A new research from World Travel Market London 2023, has revealed that “affordable luxury” is becoming more popular – despite the squeeze on many holidaymakers’ budgets.

The exclusive WTM Global Travel Report – compiled in association with researchers at Oxford Economics – has revealed that consumers generally remain determined to go on holiday and plenty are still prioritising upmarket options.

The report, unveiled on 6 November during the travel and tourism event taking place in London, says “affordable luxury” is becoming more popular “amid promising sentiment overall”.

It explains that this growth area in travel aligns with a broader trend for consumers to seek out new and unique experiences on holiday.

“After the pandemic and restrictions on travel, many have wanted to upgrade their experience…as consumers proactively catch up on missed tourism experiences,” says the report.

The report notes: “Consumers unaffected by economic downturns are likely to continue opting for luxury destinations.

The report cites United States consumer data from MMGY which suggests that the cost of living is having more of an effect on households with annual incomes under $50,000.

However, those earning more indicated a “high likelihood” of future travel.

Nonetheless, the report warns that some of the post-pandemic drivers of travel demand may have “gone into reverse in recent months”, posing a risk to continued expansion.

It points to persistently high costs and the recovery of sterling and the euro, which is making the purchasing power of the US dollar weaker in Europe.

The price of jet fuel is significantly higher than at the start of the year, putting pressure on air fares.

Consumers’ personal disposable income is also under pressure as their own transport and other living costs rise.

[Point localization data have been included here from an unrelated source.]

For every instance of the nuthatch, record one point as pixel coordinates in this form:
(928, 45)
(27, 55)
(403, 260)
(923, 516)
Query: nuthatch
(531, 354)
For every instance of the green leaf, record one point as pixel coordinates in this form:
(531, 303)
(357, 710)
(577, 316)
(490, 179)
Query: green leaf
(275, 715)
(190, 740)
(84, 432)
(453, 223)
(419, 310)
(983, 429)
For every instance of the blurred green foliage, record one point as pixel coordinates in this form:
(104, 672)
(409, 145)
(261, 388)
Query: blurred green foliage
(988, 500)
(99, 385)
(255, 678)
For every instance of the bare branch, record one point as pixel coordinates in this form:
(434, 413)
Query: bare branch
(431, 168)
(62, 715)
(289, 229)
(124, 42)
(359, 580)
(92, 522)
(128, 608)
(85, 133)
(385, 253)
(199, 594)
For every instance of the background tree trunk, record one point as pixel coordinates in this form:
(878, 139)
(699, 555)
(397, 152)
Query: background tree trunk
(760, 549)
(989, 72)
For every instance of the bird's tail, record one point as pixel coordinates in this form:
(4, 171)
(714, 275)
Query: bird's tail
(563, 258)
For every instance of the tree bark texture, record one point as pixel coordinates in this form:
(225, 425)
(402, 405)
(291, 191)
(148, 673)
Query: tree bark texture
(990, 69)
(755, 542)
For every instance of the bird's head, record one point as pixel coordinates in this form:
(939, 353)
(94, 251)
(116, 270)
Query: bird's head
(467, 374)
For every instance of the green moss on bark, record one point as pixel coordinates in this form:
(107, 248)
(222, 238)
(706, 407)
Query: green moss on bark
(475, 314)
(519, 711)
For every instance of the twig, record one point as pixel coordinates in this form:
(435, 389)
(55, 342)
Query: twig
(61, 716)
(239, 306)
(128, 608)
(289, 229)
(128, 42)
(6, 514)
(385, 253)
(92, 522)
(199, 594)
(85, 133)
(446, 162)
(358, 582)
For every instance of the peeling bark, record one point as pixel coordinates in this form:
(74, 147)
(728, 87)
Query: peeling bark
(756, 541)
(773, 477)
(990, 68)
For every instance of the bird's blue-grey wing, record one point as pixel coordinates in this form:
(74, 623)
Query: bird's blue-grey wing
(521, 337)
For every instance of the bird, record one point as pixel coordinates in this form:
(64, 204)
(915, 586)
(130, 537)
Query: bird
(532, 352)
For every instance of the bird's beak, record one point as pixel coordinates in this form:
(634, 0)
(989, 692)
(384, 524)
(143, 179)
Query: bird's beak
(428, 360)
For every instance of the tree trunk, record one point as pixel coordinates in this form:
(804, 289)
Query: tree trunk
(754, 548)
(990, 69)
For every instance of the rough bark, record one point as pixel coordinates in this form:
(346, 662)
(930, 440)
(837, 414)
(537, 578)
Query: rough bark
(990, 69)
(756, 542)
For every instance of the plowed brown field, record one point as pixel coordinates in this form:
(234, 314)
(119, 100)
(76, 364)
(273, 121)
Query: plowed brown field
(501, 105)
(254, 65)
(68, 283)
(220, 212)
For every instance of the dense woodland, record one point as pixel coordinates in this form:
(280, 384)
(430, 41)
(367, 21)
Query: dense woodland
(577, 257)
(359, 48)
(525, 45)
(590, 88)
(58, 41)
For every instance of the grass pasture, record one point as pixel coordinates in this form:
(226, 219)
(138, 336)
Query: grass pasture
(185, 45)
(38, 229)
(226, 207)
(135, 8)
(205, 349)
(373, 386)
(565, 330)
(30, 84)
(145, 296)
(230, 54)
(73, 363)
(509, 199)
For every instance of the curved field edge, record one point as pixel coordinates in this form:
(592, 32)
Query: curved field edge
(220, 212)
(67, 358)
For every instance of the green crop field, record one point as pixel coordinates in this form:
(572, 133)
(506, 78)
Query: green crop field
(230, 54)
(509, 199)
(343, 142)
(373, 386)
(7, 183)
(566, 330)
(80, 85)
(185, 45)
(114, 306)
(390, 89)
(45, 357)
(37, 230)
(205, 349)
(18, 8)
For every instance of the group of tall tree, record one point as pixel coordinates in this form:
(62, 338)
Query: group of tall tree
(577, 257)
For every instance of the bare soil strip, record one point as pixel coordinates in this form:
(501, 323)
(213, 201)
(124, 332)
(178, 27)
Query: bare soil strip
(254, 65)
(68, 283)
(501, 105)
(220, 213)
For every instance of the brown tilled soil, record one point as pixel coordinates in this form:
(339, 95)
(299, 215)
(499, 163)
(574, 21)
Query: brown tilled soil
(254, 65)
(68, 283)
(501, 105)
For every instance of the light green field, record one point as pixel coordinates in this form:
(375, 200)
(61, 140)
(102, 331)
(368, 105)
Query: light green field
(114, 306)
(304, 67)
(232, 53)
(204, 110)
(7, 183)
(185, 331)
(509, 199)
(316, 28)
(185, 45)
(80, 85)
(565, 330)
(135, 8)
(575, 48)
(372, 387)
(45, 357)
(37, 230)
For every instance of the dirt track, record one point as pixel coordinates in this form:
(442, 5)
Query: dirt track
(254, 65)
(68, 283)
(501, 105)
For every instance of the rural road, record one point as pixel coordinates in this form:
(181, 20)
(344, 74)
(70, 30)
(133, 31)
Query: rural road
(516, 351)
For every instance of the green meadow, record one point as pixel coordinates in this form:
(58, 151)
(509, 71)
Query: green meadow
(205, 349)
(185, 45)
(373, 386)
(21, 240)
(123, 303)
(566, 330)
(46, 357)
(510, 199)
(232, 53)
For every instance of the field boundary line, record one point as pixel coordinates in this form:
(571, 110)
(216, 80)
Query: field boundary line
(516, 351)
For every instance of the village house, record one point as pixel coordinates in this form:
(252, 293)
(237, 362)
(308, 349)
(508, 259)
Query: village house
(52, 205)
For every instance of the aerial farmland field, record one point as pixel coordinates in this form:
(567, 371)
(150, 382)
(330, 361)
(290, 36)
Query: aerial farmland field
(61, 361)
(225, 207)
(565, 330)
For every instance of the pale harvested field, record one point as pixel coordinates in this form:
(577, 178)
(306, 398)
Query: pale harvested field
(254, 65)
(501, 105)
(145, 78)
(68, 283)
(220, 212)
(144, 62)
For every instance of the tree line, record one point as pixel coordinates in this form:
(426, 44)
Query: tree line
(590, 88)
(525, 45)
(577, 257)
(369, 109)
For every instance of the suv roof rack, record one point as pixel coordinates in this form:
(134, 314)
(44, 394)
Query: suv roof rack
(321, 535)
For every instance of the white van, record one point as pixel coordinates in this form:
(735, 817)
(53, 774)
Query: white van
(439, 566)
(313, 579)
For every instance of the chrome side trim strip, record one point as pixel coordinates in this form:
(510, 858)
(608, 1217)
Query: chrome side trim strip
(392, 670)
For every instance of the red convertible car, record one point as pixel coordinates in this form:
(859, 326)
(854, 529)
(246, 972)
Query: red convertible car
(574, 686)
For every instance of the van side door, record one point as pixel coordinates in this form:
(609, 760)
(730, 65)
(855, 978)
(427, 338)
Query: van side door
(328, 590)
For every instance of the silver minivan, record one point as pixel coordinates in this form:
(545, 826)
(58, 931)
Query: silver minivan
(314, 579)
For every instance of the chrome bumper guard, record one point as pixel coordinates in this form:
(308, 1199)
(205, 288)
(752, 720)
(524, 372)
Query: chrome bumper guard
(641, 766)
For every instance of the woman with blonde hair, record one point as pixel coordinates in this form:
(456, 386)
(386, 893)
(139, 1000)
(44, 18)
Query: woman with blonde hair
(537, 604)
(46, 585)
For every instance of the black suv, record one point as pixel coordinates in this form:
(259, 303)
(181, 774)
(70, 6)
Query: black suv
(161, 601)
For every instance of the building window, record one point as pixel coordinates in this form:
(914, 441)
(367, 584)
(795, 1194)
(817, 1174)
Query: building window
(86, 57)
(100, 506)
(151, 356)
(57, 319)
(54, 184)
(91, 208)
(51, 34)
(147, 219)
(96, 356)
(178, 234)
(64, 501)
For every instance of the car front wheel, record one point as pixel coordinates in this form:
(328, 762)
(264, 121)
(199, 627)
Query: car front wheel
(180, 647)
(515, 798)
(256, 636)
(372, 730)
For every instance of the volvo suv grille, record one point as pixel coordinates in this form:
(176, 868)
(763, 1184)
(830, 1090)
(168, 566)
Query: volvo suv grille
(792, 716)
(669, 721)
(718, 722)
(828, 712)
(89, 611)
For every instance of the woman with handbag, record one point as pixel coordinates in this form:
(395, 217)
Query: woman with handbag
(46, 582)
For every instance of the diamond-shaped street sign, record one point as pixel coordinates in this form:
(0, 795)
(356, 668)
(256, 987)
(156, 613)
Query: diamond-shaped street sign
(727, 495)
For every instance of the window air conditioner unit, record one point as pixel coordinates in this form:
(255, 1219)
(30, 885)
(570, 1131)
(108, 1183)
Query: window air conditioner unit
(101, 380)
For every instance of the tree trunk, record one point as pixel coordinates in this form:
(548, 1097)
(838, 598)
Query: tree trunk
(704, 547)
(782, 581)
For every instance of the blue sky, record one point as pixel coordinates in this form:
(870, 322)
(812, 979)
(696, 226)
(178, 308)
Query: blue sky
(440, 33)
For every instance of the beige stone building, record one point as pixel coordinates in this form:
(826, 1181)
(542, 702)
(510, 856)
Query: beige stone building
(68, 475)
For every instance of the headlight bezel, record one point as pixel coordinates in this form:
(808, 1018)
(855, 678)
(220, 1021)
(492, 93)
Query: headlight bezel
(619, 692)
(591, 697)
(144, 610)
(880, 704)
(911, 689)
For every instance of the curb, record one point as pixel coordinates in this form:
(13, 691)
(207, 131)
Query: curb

Despite these headwinds, the report notes: “Higher costs have not yet been a significant deterrent to growth and travellers appear willing to pay higher prices.”

“We are witnessing a remarkable resilience as people are still prioritising travel and many are seeking ‘affordable luxury’, such as higher rated accommodation or premium economy and business cabins instead of economy”, says Juliette Losardo, Exhibition Director at WTM London.

Meanwhile, the travel industry continues to face supply side problems, amid geopolitical events such as Russia’s invasion of Ukraine – and staff shortages still affect many markets because large numbers of workers switched to other sectors during the pandemic.